Frewyn Fables: Part 2


The Sniffles were prudent in removing to Lucentia before the winter began, leaving their fair daughter to be mistress of the hawthorn on Broadwood Lane. Upon their leave, they made her a generous present of the family portraits, their finest set of painted porcelain, and left her the best of the carpets, as where they were going they were certain to be met with the very finest satins and silks that the richest country on the Northern Continent had to offer. Miss Sniffles could very well do without silks and satins and finery of any distinction; all her happiness was in sitting by a warm fire, her embroidery in one hand, her needle in the other, and with a slice of sweet bread soaked in honey on the small working table beside. She spent her days in a cheerful reverie, venturing to the nearby markets to see if there were anything fresh giving away, fetching excellent prices for chestnuts and filberts, saying hello to all the young hedgehogs and rabbits in her way, and glorying in all the quiet cheerfulness that a solitary dinner, a steaming cup of apple cinnamon tea, and the pages of a languishing romance could provide. It was all affability and easy enjoyment, and Miss Sniffles had nothing to do but to visit her acquaintances, read the copious letters sent from her mother reminding her to close the curtains when leaving the house, finish her tatting, fashion a new besom, and festoon the laundry line for the coming season.

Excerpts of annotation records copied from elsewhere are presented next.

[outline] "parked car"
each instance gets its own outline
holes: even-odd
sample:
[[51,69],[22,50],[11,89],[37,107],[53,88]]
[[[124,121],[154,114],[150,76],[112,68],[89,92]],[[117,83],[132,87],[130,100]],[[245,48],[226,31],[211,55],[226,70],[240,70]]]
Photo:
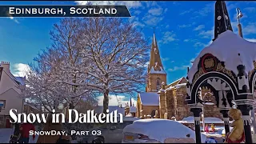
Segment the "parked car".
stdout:
[[[123,129],[122,143],[195,143],[195,133],[187,126],[172,120],[141,119]],[[201,134],[202,142],[206,136]]]
[[101,130],[102,134],[100,136],[88,135],[82,138],[82,142],[86,143],[120,143],[123,138],[123,128],[138,119],[138,118],[124,117],[123,123],[102,124],[98,128],[92,130]]

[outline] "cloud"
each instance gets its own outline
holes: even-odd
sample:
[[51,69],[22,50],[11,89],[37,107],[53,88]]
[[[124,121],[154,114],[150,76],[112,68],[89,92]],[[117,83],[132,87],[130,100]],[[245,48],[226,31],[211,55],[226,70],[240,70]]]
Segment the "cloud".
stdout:
[[190,10],[185,10],[185,11],[180,13],[179,14],[180,14],[180,15],[183,15],[183,14],[189,14],[189,13],[190,13],[192,10],[193,10],[193,9],[190,9]]
[[142,21],[150,26],[156,26],[163,19],[162,17],[154,16],[147,14],[142,18]]
[[170,58],[162,58],[162,61],[169,61],[170,60]]
[[256,34],[256,22],[250,22],[248,25],[242,26],[242,34],[244,35]]
[[16,63],[14,65],[13,74],[16,77],[24,77],[26,76],[26,72],[30,70],[27,64],[24,63]]
[[214,36],[214,27],[209,30],[200,30],[198,35],[203,38],[213,38]]
[[135,10],[135,11],[134,11],[134,14],[141,14],[141,11],[140,10]]
[[187,25],[178,25],[179,28],[185,28],[185,27],[190,27],[192,25],[191,24],[187,24]]
[[149,10],[149,14],[154,15],[154,16],[158,16],[161,15],[162,14],[162,7],[158,7],[158,8],[153,8]]
[[177,40],[175,37],[176,37],[176,34],[174,34],[173,31],[166,31],[163,33],[163,37],[159,41],[159,42],[162,42],[164,44],[169,43],[170,42]]
[[195,43],[194,44],[194,47],[205,47],[205,46],[206,46],[206,44],[202,43],[202,42],[195,42]]
[[125,5],[129,8],[138,8],[142,6],[140,1],[75,1],[78,5]]
[[243,10],[246,10],[246,11],[248,11],[250,13],[256,12],[256,7],[246,7]]
[[194,13],[198,16],[198,18],[200,16],[207,16],[208,14],[212,13],[214,10],[214,6],[215,5],[213,5],[212,3],[209,3],[200,10],[195,11]]
[[174,66],[174,68],[168,69],[169,71],[176,71],[176,70],[186,70],[187,67],[190,67],[190,66]]
[[198,42],[198,40],[188,38],[188,39],[184,39],[183,42]]
[[[126,100],[127,97],[123,95],[109,95],[109,106],[120,106],[120,104],[122,104],[122,106],[126,106],[126,103],[127,102],[130,104],[130,98],[128,98],[129,100]],[[98,106],[103,106],[103,95],[98,97]],[[131,102],[136,106],[137,100],[132,98]]]
[[196,28],[194,29],[194,30],[200,30],[202,29],[204,29],[205,26],[204,25],[199,25]]

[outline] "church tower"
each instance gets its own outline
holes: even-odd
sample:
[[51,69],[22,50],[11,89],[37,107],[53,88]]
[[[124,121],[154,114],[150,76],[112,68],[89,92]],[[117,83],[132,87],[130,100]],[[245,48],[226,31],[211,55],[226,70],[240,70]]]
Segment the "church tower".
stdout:
[[166,84],[166,73],[163,69],[157,39],[154,32],[150,51],[150,60],[148,65],[148,81],[146,92],[157,92],[161,89],[162,83]]

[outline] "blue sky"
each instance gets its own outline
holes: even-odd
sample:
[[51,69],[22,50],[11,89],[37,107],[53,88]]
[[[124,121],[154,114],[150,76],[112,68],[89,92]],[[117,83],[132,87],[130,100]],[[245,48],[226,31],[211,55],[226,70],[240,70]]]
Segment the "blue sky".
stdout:
[[[70,5],[84,2],[0,2],[4,5]],[[126,5],[136,26],[151,39],[153,27],[160,54],[167,72],[167,83],[186,74],[186,67],[214,37],[214,3],[202,2],[91,2],[97,4]],[[256,42],[256,2],[226,2],[234,33],[236,7],[244,14],[241,19],[244,38]],[[15,74],[22,74],[40,50],[50,45],[49,32],[58,18],[1,18],[0,61],[8,61]],[[150,47],[149,47],[150,49]]]

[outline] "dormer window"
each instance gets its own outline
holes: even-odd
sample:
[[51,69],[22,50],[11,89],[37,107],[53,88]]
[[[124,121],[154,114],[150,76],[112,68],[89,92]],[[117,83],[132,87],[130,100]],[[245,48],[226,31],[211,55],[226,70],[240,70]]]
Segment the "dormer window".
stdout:
[[160,78],[157,78],[157,90],[160,90],[160,88],[161,88]]

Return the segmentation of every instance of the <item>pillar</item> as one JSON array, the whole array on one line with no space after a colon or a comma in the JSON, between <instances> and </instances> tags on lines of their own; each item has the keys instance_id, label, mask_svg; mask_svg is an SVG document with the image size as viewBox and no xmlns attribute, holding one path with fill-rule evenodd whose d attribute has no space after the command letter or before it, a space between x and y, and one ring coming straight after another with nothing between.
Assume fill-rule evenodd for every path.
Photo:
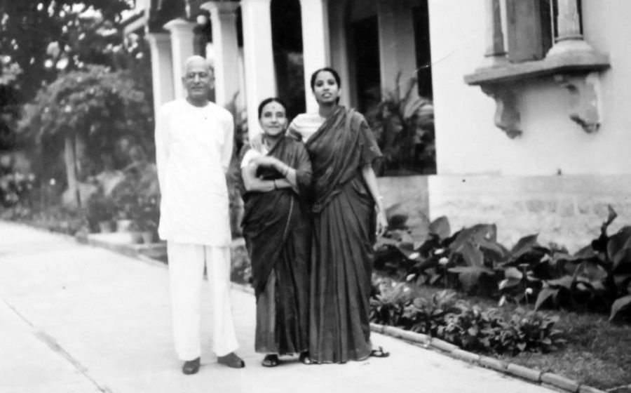
<instances>
[{"instance_id":1,"label":"pillar","mask_svg":"<svg viewBox=\"0 0 631 393\"><path fill-rule=\"evenodd\" d=\"M302 21L302 56L306 112L318 110L311 93L311 74L330 65L328 0L300 0Z\"/></svg>"},{"instance_id":2,"label":"pillar","mask_svg":"<svg viewBox=\"0 0 631 393\"><path fill-rule=\"evenodd\" d=\"M217 104L222 107L229 103L239 92L239 48L236 29L238 6L238 3L231 1L208 1L201 5L202 8L210 13L215 97Z\"/></svg>"},{"instance_id":3,"label":"pillar","mask_svg":"<svg viewBox=\"0 0 631 393\"><path fill-rule=\"evenodd\" d=\"M175 98L186 97L182 83L184 63L192 56L193 41L195 38L193 27L195 24L184 19L174 19L164 25L164 28L171 33L171 53L173 64L173 87Z\"/></svg>"},{"instance_id":4,"label":"pillar","mask_svg":"<svg viewBox=\"0 0 631 393\"><path fill-rule=\"evenodd\" d=\"M557 29L559 32L555 44L547 56L554 56L576 52L594 53L594 49L583 39L581 34L581 15L578 13L580 0L558 0Z\"/></svg>"},{"instance_id":5,"label":"pillar","mask_svg":"<svg viewBox=\"0 0 631 393\"><path fill-rule=\"evenodd\" d=\"M486 50L483 67L506 64L506 50L502 32L502 14L500 0L485 0L487 8Z\"/></svg>"},{"instance_id":6,"label":"pillar","mask_svg":"<svg viewBox=\"0 0 631 393\"><path fill-rule=\"evenodd\" d=\"M151 51L154 113L157 116L160 107L175 98L171 39L166 33L149 33L147 40Z\"/></svg>"},{"instance_id":7,"label":"pillar","mask_svg":"<svg viewBox=\"0 0 631 393\"><path fill-rule=\"evenodd\" d=\"M271 0L241 0L247 133L260 133L259 103L276 95L271 36Z\"/></svg>"}]
</instances>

                Her only concern at present was the heavy snows which often accompanied the beginning of a Frewyn winter: her front door, frightfully low to the ground as it was, posed a danger to her, for if the snows should fall overnight as they often did, she should be forced to use the door in the attic and lower herself down from the basket hanging from one of the low boughs. Her fears, however, were soon realized: two weeks after her parents’ leave, she awakened one morning to discover the ground covered over with a blanket of glitter snows, and as beautiful and numinous as the prospect was, she could see nothing but white everywhere she looked. The roads which ran through Farmer MacDaede’s oat fields were indiscernible, and the colourful brocades of the market stalls that usually adorned the horizon were nowhere to be found. Only the sun and the snow were distinguishable, and even more alarming than the state of the roads was the sight of everyone endeavouring to clear them. The Rabbit family were descried burrowing through the lanes, bumping into one another as they scurried every which way under the blindness of the white shimmering dust; Mr Hedgehog was seen scampering out of his window and rolling himself into a ball before hitting the ground and racing off, his spines digging into the snows and carving a formidable path; and the Squirrels, the prodigious and officious and obnoxious Squirrels, were observed leaping from home to home, from bough to bough, taking no trouble at all to help clear the roads and laughing at the Chipmunks for trying to pull Mr Hedgehog from the bank he had got himself stuck into.
                As desirous as she was to open her front door again and to swat the Squirrels down from the hawthorn boughs with her besom, Miss Sniffles was not in a humour to move. It was frightfully cold, the fire in the hearth long gone out, no tea left on the sideboard beside her bed, and her only activity for the day was to fling herself into the basket beyond the window with her shovel in hand and work tirelessly until her door should be cleared. It was an unpleasant consideration, one that made her turn over in her bed and hide beneath the blankets, until the idea of acorn pancakes as a reward for a hard day’s work sought to rouse her. She dressed in her warmest woolens, donned her bonnet lest she hear her mother’s remonstrances from Lucentia, took the shovel from the storeroom, and leapt out of her window and into the basket, allowing her weight to carry her down the length of the hawthorn. She said hello to her passing neighbours and began shoveling, declining all help from Mr Hedgehog, who came to inquire about his hat, and accepting the help of the young Rabbits, who would burrow their way to her door regardless of her protestations against such assistance. She watched the Rabbits at their task, until her eye caught in the prospect of two creatures she had never before seen on Broadwood Lane: two moles, one seemingly rather old and crumbling, and the other somewhat young, were scuttling through the high banks, the younger at the aid of the elder and doing his utmost to keep her from plummeting into the rolling drifts. He stopped and looked up, remarking Miss Sniffles momentarily, and then hastened on as though unwilling to acknowledge that he had seen her. She waved to the moles, hoping to receive some sort of cordial reply, but there was no return of the sentiment, nor was there even any indication that they had seen her waving. She sighed and watched them go, and when the Rabbits had finished burrowing to her door, she thanked them for the tunnel they had inconveniently made and proceeded to shave off the canopy while hoping it would not collapse and cover the door again.